The volatile anesthetics and sodium pentothal also produce significant GABAergic inhibition of CA1 neurons in the hippocampus. 29Augmentation of GABA currents by these agents would indirectly decrease the activation of NMDA receptors on CA1 neurons because of membrane hyperpolarization in the presence of these anesthetics. 30Taken together, it is possible that a combination of direct and indirect attenuation of NMDA receptor–dependent processes accounts for the neuroprotective efficacy of isoflurane and sodium thiopental on CA1 neurons.

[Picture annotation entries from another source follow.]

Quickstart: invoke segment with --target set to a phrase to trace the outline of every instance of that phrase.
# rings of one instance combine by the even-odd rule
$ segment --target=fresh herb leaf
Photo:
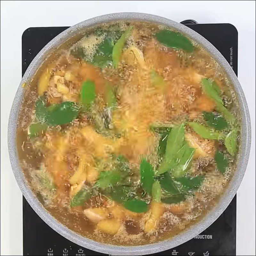
[[[84,107],[88,107],[94,101],[95,95],[94,82],[89,80],[83,82],[82,84],[80,98],[81,102]]]
[[[161,201],[162,191],[160,183],[158,180],[156,180],[152,186],[152,198],[153,200],[157,202]]]
[[[203,78],[201,81],[201,84],[203,90],[205,94],[212,99],[215,102],[223,105],[222,100],[212,86],[212,83],[209,79]]]
[[[151,194],[154,182],[155,174],[151,164],[143,159],[140,166],[141,187],[149,194]]]
[[[203,124],[195,122],[189,122],[188,125],[198,135],[204,139],[208,140],[220,140],[223,138],[222,133],[214,132]]]
[[[185,199],[185,195],[180,194],[164,197],[162,199],[162,201],[165,204],[177,204],[184,201]]]
[[[215,104],[216,109],[224,116],[228,123],[233,124],[235,122],[236,120],[235,117],[221,103],[215,102]]]
[[[61,125],[72,122],[77,116],[79,107],[71,101],[65,101],[58,104],[48,112],[47,122],[50,126]]]
[[[184,144],[177,152],[177,165],[173,167],[172,175],[175,177],[180,177],[184,174],[192,161],[195,150],[194,148],[189,148],[187,143]]]
[[[123,48],[127,39],[131,35],[132,27],[128,28],[121,36],[120,38],[116,41],[113,47],[112,52],[112,59],[114,67],[116,68],[118,67],[118,64],[120,61]]]
[[[225,146],[228,150],[228,151],[232,156],[235,155],[236,152],[237,135],[237,129],[234,128],[227,135],[225,139]]]
[[[87,188],[83,188],[71,199],[70,207],[72,208],[78,205],[84,205],[84,202],[91,197],[91,192]]]
[[[195,177],[183,176],[175,179],[175,180],[181,185],[180,189],[182,191],[186,192],[198,188],[201,185],[204,179],[203,175],[198,175]]]
[[[120,172],[116,171],[103,171],[100,173],[96,186],[101,188],[106,188],[115,185],[121,179]]]
[[[114,42],[111,38],[105,38],[98,46],[92,60],[93,65],[102,68],[111,66],[113,46]]]
[[[158,175],[167,171],[173,165],[176,154],[183,144],[184,134],[185,129],[183,124],[172,129],[168,135],[165,153],[164,160],[158,168]]]
[[[228,160],[220,151],[217,151],[215,153],[214,159],[218,169],[221,173],[223,174],[228,167]]]
[[[168,137],[168,134],[171,131],[171,128],[164,127],[164,129],[163,129],[163,130],[161,131],[159,129],[158,129],[158,132],[161,136],[158,148],[158,153],[160,155],[163,155],[165,153],[167,138]]]
[[[191,42],[178,32],[160,30],[156,33],[155,36],[159,43],[167,47],[181,49],[189,52],[194,50]]]
[[[212,83],[212,86],[213,88],[213,89],[217,92],[217,93],[220,95],[221,92],[220,91],[220,87],[219,87],[219,85],[218,85],[215,81],[213,81]]]
[[[50,191],[52,191],[55,189],[55,186],[52,177],[50,173],[47,172],[45,168],[36,170],[35,175],[44,188]]]
[[[40,123],[45,123],[48,115],[46,98],[44,96],[41,96],[36,102],[36,117]]]
[[[48,125],[46,124],[36,123],[31,124],[28,127],[28,134],[29,138],[37,136],[42,134],[47,129]]]
[[[204,118],[207,122],[207,124],[217,131],[221,131],[228,126],[226,120],[222,116],[216,116],[212,112],[204,111],[203,113]]]
[[[132,199],[125,201],[123,204],[126,209],[134,212],[145,212],[148,210],[148,205],[142,200]]]
[[[163,178],[160,179],[159,181],[161,188],[169,194],[176,195],[180,193],[168,172],[165,172]]]

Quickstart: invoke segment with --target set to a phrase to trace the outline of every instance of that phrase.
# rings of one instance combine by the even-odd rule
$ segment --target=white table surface
[[[238,76],[250,109],[252,146],[237,193],[237,255],[255,255],[255,1],[1,1],[1,255],[21,255],[21,194],[7,148],[9,113],[21,77],[21,35],[32,27],[70,26],[89,18],[125,12],[178,22],[230,23],[238,32]]]

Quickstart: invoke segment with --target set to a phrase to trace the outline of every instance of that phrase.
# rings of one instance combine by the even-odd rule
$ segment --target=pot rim
[[[23,83],[29,84],[38,68],[52,51],[81,30],[86,29],[104,22],[124,20],[149,22],[168,26],[188,36],[195,42],[202,45],[224,69],[228,77],[233,85],[242,117],[240,153],[238,154],[236,170],[218,203],[209,213],[180,234],[154,244],[135,246],[115,245],[96,242],[72,231],[52,216],[30,188],[20,166],[16,146],[16,124],[23,98],[24,89],[22,85]],[[245,97],[236,76],[224,57],[202,36],[184,25],[159,16],[138,12],[111,13],[90,19],[68,28],[47,44],[31,62],[23,76],[12,106],[8,125],[8,150],[12,167],[23,195],[34,211],[52,228],[70,241],[93,251],[114,255],[143,255],[165,251],[190,240],[207,228],[219,218],[236,195],[246,169],[251,143],[251,121]]]

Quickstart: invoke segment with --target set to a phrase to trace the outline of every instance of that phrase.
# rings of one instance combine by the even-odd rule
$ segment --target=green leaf
[[[47,129],[48,125],[46,124],[40,124],[36,123],[31,124],[28,127],[28,134],[29,138],[37,136],[42,134]]]
[[[203,78],[201,81],[201,84],[203,90],[205,94],[212,98],[215,102],[223,104],[222,100],[208,79]]]
[[[92,64],[104,68],[112,64],[112,51],[114,46],[113,40],[107,37],[99,44],[93,56]]]
[[[231,124],[235,122],[236,120],[235,117],[221,103],[215,102],[215,104],[216,109],[224,116],[228,122]]]
[[[120,38],[116,41],[113,47],[112,59],[113,66],[115,68],[116,68],[118,67],[118,64],[120,61],[123,51],[123,48],[126,40],[131,35],[132,28],[132,27],[130,27],[124,31]]]
[[[91,191],[88,188],[83,188],[72,198],[70,202],[70,207],[84,205],[84,202],[91,197]]]
[[[158,175],[167,171],[172,167],[174,157],[183,144],[184,133],[183,124],[172,129],[167,138],[165,153],[164,160],[158,168]]]
[[[114,201],[120,203],[132,197],[134,190],[132,188],[125,186],[114,186],[109,193],[109,195]]]
[[[94,101],[95,99],[95,84],[94,82],[87,80],[82,83],[80,93],[81,102],[84,107],[87,107]]]
[[[141,187],[149,194],[151,194],[154,182],[155,173],[150,164],[143,159],[140,166]]]
[[[36,171],[36,176],[42,185],[48,190],[52,191],[55,189],[52,178],[45,168]]]
[[[155,34],[161,44],[167,47],[181,49],[191,52],[194,47],[191,42],[184,36],[178,32],[169,30],[160,30]]]
[[[203,175],[198,175],[194,177],[183,176],[175,179],[175,180],[180,184],[180,189],[186,192],[198,188],[204,179]]]
[[[46,122],[48,112],[46,105],[46,98],[44,96],[39,97],[36,102],[36,117],[40,123]]]
[[[225,146],[228,151],[232,156],[234,156],[236,152],[237,135],[237,129],[236,128],[233,128],[225,139]]]
[[[189,148],[187,143],[184,143],[177,153],[177,165],[173,167],[172,175],[175,177],[184,175],[193,159],[195,150],[194,148]]]
[[[128,200],[123,204],[124,207],[134,212],[145,212],[148,210],[148,205],[142,200],[132,199]]]
[[[228,167],[228,160],[223,154],[220,151],[216,152],[214,159],[218,169],[221,173],[223,174]]]
[[[177,188],[173,180],[168,172],[165,172],[164,178],[159,180],[161,188],[171,195],[176,195],[180,193]]]
[[[217,131],[221,131],[228,127],[228,124],[222,116],[216,116],[212,112],[204,111],[203,113],[207,124]]]
[[[220,91],[220,89],[218,85],[216,83],[215,81],[213,81],[212,83],[212,85],[213,87],[213,89],[216,91],[217,93],[220,95],[221,92]]]
[[[184,141],[184,124],[173,128],[168,135],[165,151],[166,158],[171,160],[176,153],[182,146]]]
[[[48,112],[47,122],[50,126],[61,125],[72,122],[77,116],[79,108],[71,101],[63,102]]]
[[[180,194],[164,197],[162,199],[162,201],[165,204],[177,204],[184,201],[185,199],[184,194]]]
[[[167,138],[169,132],[169,131],[167,131],[164,132],[161,135],[158,147],[158,153],[159,155],[164,155],[165,153]]]
[[[222,133],[214,132],[203,124],[195,122],[189,122],[188,125],[198,134],[204,139],[208,140],[220,140],[223,138]]]
[[[162,191],[160,183],[158,180],[156,180],[152,186],[152,197],[153,200],[157,202],[161,201]]]
[[[120,172],[116,171],[101,172],[96,185],[101,188],[115,185],[121,179]]]

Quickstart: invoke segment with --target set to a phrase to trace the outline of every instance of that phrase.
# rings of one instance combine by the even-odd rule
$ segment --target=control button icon
[[[172,255],[178,255],[179,253],[178,252],[176,252],[176,250],[173,250],[172,252]]]

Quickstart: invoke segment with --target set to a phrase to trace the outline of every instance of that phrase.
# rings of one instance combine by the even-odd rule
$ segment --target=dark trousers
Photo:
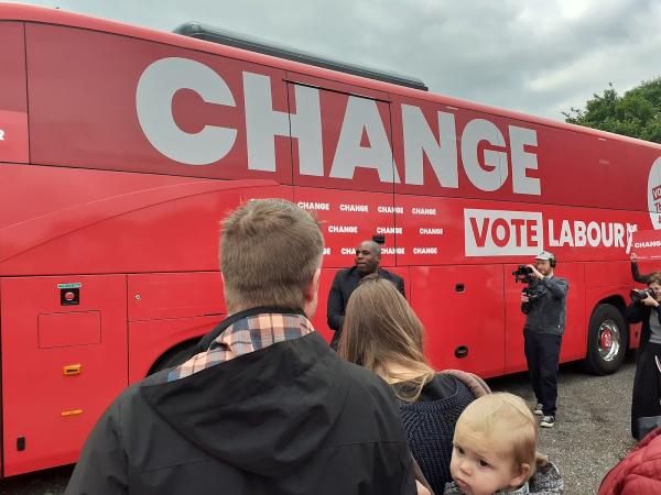
[[[633,397],[631,400],[631,436],[641,440],[649,428],[661,425],[661,344],[648,342],[636,362]],[[640,425],[643,418],[647,425]]]
[[[544,416],[555,416],[557,362],[562,336],[524,330],[523,343],[530,382],[538,403],[542,405]]]

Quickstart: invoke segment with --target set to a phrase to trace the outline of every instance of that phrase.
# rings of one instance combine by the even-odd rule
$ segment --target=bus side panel
[[[127,385],[126,276],[0,283],[4,475],[75,462]]]
[[[216,271],[228,211],[251,198],[292,199],[291,187],[269,180],[18,165],[0,165],[0,178],[10,180],[0,182],[8,202],[37,204],[0,211],[3,275]]]
[[[214,315],[129,321],[129,383],[144,378],[167,350],[182,342],[196,341],[223,319],[223,316]]]
[[[425,354],[436,370],[483,377],[505,370],[502,268],[412,266],[411,305],[425,328]],[[465,354],[465,355],[464,355]]]
[[[95,31],[25,30],[33,163],[291,184],[284,70]]]
[[[128,276],[129,381],[143,378],[181,342],[207,333],[227,312],[219,272]]]
[[[0,162],[28,163],[23,23],[0,23]]]
[[[353,266],[358,244],[372,239],[375,234],[382,234],[386,241],[382,245],[381,266],[395,264],[392,195],[295,187],[294,202],[313,211],[321,222],[326,246],[324,267]],[[355,211],[357,209],[360,211]]]

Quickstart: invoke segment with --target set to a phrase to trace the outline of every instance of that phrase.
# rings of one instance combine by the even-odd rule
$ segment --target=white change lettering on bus
[[[392,234],[401,234],[401,227],[377,227],[377,233],[392,233]]]
[[[329,211],[330,210],[330,204],[329,202],[299,201],[296,205],[299,205],[299,208],[303,208],[304,210],[324,210],[324,211]]]
[[[511,256],[543,250],[542,213],[538,211],[464,210],[466,256]]]
[[[369,212],[368,205],[340,205],[339,211],[360,211],[362,213]]]
[[[242,85],[248,169],[275,172],[275,139],[284,136],[297,142],[300,174],[323,177],[324,116],[319,89],[293,85],[293,113],[273,109],[269,76],[243,72]],[[136,110],[144,135],[160,153],[176,162],[209,165],[220,161],[234,148],[237,129],[207,124],[197,133],[182,130],[172,113],[172,100],[180,89],[191,89],[208,103],[237,107],[235,94],[210,67],[187,58],[161,58],[144,69],[136,92]],[[540,179],[528,175],[538,168],[537,154],[531,151],[538,145],[534,130],[509,125],[506,139],[495,123],[473,119],[459,135],[453,113],[437,111],[432,130],[419,107],[402,105],[392,111],[401,111],[405,184],[423,185],[424,164],[429,163],[441,187],[456,189],[460,162],[470,184],[483,191],[510,184],[513,194],[541,195]],[[362,145],[364,135],[369,140],[368,146]],[[400,183],[389,133],[375,100],[347,98],[332,156],[329,177],[353,179],[357,168],[368,168],[376,170],[383,183]]]
[[[549,220],[549,246],[559,248],[625,248],[627,227],[617,222],[584,222],[563,220],[560,224]]]
[[[381,248],[381,254],[407,254],[404,248]]]
[[[398,215],[404,215],[404,207],[379,206],[379,207],[377,207],[377,211],[379,213],[398,213]]]
[[[438,248],[413,248],[413,254],[438,254]]]
[[[356,226],[328,226],[329,233],[358,233]]]
[[[411,208],[413,215],[429,215],[436,216],[436,208]]]
[[[421,235],[443,235],[443,229],[421,227],[420,234]]]

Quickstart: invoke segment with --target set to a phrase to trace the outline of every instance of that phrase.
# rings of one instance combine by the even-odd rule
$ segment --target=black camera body
[[[657,295],[651,288],[646,288],[643,290],[640,289],[631,289],[629,293],[629,297],[633,302],[640,302],[642,299],[646,299],[648,296],[651,296],[652,299],[657,299]]]
[[[527,265],[519,265],[517,270],[512,272],[514,282],[521,282],[522,284],[530,284],[534,277],[532,276],[532,268]],[[523,289],[525,292],[525,289]]]

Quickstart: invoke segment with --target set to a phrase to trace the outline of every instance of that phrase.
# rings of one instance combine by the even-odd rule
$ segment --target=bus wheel
[[[175,345],[156,360],[156,362],[149,370],[148,375],[153,375],[154,373],[165,370],[166,367],[178,366],[180,364],[185,363],[189,358],[192,358],[197,342],[199,342],[199,338],[187,340],[186,342]]]
[[[596,375],[615,372],[622,364],[628,346],[629,336],[621,312],[613,305],[598,305],[589,319],[587,370]]]

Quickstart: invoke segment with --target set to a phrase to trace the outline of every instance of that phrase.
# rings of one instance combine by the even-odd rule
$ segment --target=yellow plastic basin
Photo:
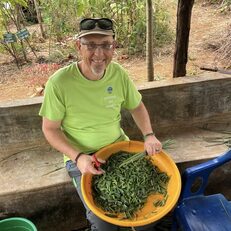
[[[119,151],[142,152],[144,151],[144,144],[139,141],[118,142],[102,148],[96,153],[96,156],[107,160],[111,154]],[[170,181],[167,188],[168,199],[163,207],[155,207],[153,205],[153,202],[157,201],[158,199],[162,199],[161,195],[150,195],[148,197],[147,203],[141,210],[136,213],[134,219],[121,219],[122,215],[120,216],[120,214],[118,214],[118,217],[109,217],[105,215],[107,212],[97,207],[97,205],[94,203],[91,188],[93,175],[89,173],[84,174],[81,181],[83,198],[87,206],[102,220],[124,227],[147,225],[165,216],[174,207],[179,198],[181,191],[181,177],[176,164],[164,151],[152,156],[152,161],[153,164],[156,165],[161,171],[166,172],[168,176],[170,176]]]

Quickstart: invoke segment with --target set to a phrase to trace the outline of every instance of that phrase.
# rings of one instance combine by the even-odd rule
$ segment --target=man
[[[88,18],[80,22],[76,47],[81,60],[51,76],[40,110],[45,137],[64,153],[66,168],[82,201],[81,174],[103,174],[94,167],[91,154],[111,143],[128,140],[120,127],[121,108],[130,111],[141,130],[147,153],[152,155],[162,149],[140,93],[125,70],[112,62],[114,35],[110,19]],[[96,217],[85,203],[84,206],[91,230],[118,230]]]

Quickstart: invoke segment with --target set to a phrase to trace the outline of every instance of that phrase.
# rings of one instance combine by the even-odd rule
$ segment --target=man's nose
[[[96,47],[94,53],[97,54],[97,55],[103,54],[103,48],[102,48],[100,45],[98,45],[98,46]]]

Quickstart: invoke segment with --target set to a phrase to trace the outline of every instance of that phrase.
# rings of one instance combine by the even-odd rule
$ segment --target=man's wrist
[[[84,154],[84,152],[80,152],[77,154],[77,156],[75,157],[75,164],[78,163],[79,157],[82,156]]]
[[[149,137],[149,136],[155,136],[154,132],[149,132],[143,136],[144,141]]]

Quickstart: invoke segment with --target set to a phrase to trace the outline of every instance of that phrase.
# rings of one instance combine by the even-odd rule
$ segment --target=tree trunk
[[[35,6],[36,14],[37,14],[37,19],[38,19],[39,26],[40,26],[41,35],[45,39],[46,35],[45,35],[44,29],[43,29],[41,11],[39,9],[39,5],[38,5],[37,0],[33,0],[33,1],[34,1],[34,6]]]
[[[178,0],[173,78],[186,75],[193,3],[194,0]]]
[[[146,61],[147,61],[147,74],[148,81],[154,80],[154,67],[153,67],[153,8],[152,0],[146,2],[146,15],[147,15],[147,41],[146,41]]]

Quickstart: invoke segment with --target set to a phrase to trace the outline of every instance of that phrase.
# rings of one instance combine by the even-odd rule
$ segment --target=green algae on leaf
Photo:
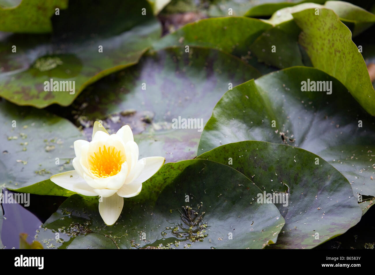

Limitations and Advantages of In Vitro Models of Cerebral Ischemia
Cell death in hypoxic–ischemic injury involves a cascade of injury that may terminate in delayed cell death. It is therefore probable that we underestimated the eventual extent of cell death by fixing brain slices for only 5 h after the insult. Had the slices a longer time to develop injury, some of the neuroprotective effects may have disappeared. We have addressed these shortcomings by developing an organotypic hippocampal slice culture model of delayed cell death following in vitro ischemia. In slices exposed to 1% isoflurane, we observed reduction of cell death in CA1 72 h after simulated ischemia (unpublished observations). In the current model, injury and death were equally severe after 10 and 20 min of ischemia. This is probably due to the fact that significant injury occurs in this model after just 5 min of anoxia. 31Therefore, both 10 and 20 min of ischemia should be considered to produce severe injury, which makes the observed protection all the more striking. In vitro models differ in many ways from the intact brain; therefore, extrapolation of our results to whole animals is difficult. Among the many ways in which in vitro models differ from the intact brain is that during simulated ischemia, the PCO2, [H+], and lactic acid levels do not change as they would in vivo due to diffusion away from the slice. However, this in vitro model permits comparison of the neuroprotective potency of various anesthetics without some of the problems associated with in vivo models, such as differences in cerebral blood flow among treatment groups. In addition, it is easier to use pharmacologic manipulations to discern mechanisms of neuroprotection in brain slices than in intact animals, and variables such as brain tissue oxygen tension, temperature, and chemical environment can be precisely controlled. An advantage over cultured neurons is that neurons in hippocampal slices have similar sensitivity to hypoxia as neurons in the intact brain. Five to ten min of in vitro hypoxia causes cell death in CA1 neurons in hippocampal slices that is manifest within 5 h following the insult. 31
We have shown that isoflurane and sodium pentothal at clinical concentrations attenuate cell injury and death in an in vitro model of cerebral ischemia. The mechanism of injury in the model and the mechanism of protection afforded by isoflurane may involve attenuation of glutamate excitotoxicity.